Они обступили нас, глазея на немцев. Больше всего пехоту занимал сухощавый, грязный сапер, выше других на целую голову. Сидя, он был почти вровень с некоторыми нашими воинами. Он подмигивал солдатам, бормотал по-своему, как бы желая вступить в беседу.
— Гитлер капут? — спрашивали его.
— Капут, капут, — обрадованно подмигивал он. — Пиф-паф!
Выкрикивая какие-то слова, он делал срамные знаки, показывая округлости.
Пехота догадалась:
— К бабе, значит, захотел! Ах ты срамина! Такой слон исделает…
— А хочешь?
— Яволь! Яволь! — под общий хохот пехотинцев соглашается немец.
Хохочут до колик в животе, до визга. Немец тоже закатывается, тряся ребристым кадыком, хлопая себя по ляжкам.
— На, закури, — угощает его пехота.
Он неумело скручивает из газеты папироску, затягивается и заходится в кашле, ругаясь по-немецки. Размазывает сопли и слезы, кашляет нарочно, потешая зрителей. Пехота довольна.
— А пожрать хочешь? — спрашивают его, показывая ложкой из котелка.

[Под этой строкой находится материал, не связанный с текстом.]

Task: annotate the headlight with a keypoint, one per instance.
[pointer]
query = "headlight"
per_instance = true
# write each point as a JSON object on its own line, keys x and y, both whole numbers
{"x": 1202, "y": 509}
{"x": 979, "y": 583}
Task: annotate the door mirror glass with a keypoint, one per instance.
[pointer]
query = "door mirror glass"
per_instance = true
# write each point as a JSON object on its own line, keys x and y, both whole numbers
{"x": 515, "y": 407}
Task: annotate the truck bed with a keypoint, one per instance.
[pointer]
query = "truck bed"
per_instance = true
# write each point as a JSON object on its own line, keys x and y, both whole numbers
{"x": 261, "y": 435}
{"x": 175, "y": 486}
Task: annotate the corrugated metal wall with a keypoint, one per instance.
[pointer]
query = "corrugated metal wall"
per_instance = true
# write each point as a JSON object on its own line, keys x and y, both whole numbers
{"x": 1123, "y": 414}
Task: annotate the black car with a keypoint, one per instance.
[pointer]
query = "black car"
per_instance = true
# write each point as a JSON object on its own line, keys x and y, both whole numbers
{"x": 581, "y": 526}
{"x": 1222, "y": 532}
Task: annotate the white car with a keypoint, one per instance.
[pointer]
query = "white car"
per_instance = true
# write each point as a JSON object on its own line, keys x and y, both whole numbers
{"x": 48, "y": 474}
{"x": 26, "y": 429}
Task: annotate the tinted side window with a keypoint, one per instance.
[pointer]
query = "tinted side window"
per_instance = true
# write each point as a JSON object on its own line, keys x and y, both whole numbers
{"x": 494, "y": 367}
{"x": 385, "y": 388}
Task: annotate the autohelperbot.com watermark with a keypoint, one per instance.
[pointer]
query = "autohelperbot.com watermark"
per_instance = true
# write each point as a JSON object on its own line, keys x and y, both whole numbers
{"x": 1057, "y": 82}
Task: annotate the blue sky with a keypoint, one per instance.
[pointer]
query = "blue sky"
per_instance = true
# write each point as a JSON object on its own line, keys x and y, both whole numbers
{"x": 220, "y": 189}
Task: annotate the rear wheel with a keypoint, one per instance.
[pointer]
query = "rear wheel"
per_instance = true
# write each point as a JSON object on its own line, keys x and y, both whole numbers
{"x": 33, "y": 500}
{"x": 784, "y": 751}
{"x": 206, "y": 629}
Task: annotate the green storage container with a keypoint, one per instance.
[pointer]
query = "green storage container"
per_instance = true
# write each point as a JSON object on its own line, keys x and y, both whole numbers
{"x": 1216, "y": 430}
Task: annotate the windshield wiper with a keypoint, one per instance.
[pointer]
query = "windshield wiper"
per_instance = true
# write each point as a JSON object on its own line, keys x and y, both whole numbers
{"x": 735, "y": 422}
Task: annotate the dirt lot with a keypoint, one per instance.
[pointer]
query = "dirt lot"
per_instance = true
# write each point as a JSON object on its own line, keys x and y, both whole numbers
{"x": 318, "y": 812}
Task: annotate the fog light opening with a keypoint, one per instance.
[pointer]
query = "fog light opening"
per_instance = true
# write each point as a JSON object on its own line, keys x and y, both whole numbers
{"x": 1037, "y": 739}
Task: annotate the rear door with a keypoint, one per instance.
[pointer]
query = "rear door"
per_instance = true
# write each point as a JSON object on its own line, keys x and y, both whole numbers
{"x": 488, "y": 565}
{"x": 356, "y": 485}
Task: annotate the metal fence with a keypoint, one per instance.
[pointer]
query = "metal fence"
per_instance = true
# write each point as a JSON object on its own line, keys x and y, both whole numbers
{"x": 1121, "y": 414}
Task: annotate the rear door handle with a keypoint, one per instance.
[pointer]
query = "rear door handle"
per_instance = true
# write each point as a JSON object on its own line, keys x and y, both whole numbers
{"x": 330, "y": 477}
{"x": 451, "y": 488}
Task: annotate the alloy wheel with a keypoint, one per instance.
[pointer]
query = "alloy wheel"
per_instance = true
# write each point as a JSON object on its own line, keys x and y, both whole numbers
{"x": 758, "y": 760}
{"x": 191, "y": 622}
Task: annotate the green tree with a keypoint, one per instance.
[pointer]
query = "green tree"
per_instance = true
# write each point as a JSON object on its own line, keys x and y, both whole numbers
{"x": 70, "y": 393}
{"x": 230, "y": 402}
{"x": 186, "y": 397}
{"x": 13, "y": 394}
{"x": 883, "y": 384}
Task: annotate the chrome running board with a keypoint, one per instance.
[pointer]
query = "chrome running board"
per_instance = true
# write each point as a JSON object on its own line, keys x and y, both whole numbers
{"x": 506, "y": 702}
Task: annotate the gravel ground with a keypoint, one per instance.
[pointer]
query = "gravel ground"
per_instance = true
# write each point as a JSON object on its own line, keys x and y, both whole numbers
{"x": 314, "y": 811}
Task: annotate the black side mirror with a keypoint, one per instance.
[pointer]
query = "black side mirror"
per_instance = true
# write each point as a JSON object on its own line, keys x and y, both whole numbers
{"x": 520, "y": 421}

Кто-то приносит каши с поскребками, сует свою ложку, вытерев о подол гимнастерки. Съев пару ложек, немец передает котелок соседу, юнцу с первым пушком на губе. Пехота глазеет, удивляясь, что едят немцы вроде бы так, как и мы. И, как мы, подставляют под ложку ладонь, чтобы не уронить крошку.
Фельдфебель трясет интенданта, и ему предлагая каши. Интендант глухо мычит, отрицательно мотает головой.
— Энтот старым жиром проживет. Во, боровина какой!
Пехота, пообедав, ушла, мы тоже поднялись. Немцы подняли интенданта, но, сделав шагов десять, он мешком повис у них на плечах, волоча по пыли толстые ноги.
Этого еще не хватало! Интендант заохал, свалился на дорогу. Мы остановились.
— Что будем делать, Полищук? — спросил я.
— Кто ее знает? Ни тебе санбата, ни родного брата. Сердце, что ли, у него зашлось?
Окружив лежавшего, немцы горготали по-своему, то ли ругали, то ли уговаривали, оглядываясь на меня. Фельдфебель что-то объяснял мне, да черта ли поймешь вас? Понятно, надо увезти этого борова, а как я его увезу?
Фельдфебель начертил на дороге две длинных палки и две коротких поперечных. Понятно: носилки. Хрен с вами, делайте. С какого черта прихватило этот мешок кишок? Нашел время заболеть, и черта ли у него там, понос не понос? Какие тут могут быть болезни? За всю войну, кроме поноса, никакой другой болезни мы не знали. Ну еще, конечно, по бабьей части кто приварит. А у этого вроде признаков ни того, ни другого. Немец он и есть немец, и болезнь у него нерусская.
Носилки они смозговали быстро: саперы. Вытащили из прясла две жерди, накрутили березовых веток, несколько раз перевязали поперек. Нашли где-то пару гвоздей, приколотили распорины. Распоряжался фельдфебель. Засучив рукава, он и плел все, ворочая толстыми жиловатыми руками.
Интенданта еще раз напоили — пока делали носилки, в колодце набралось воды — и понесли: двое спереди, двое сзади. Метров через двести менялись: тяжелый мужчина. Когда его трясли, он пристанывал, охал. Фельдфебель на него цыкал: «Заткнись!» Лежал интендант на спине, толстое брюхо его колыхалось в такт шагам несущих.
Дорога до следующей деревни спускалась, и мы дошли до нее без остановки, тем более, место было голое, того и гляди налетит «рама», начнет кидать чемоданы с гранатами.
Жарило, вороны на березах сидели, растопырив черные клювастые рты. Я поднимал руку проходящим машинам, но никто не остановился: шофера боялись останавливаться на голом месте. Передовая гудела, из-под низа били тяжелые пушки. Через наши головы, посвистывая, пролетали снаряды и рвались внизу, где проходила шоссейная дорога. Однако было тут уже потише: все же от передовой мы отшагали километров пятнадцать.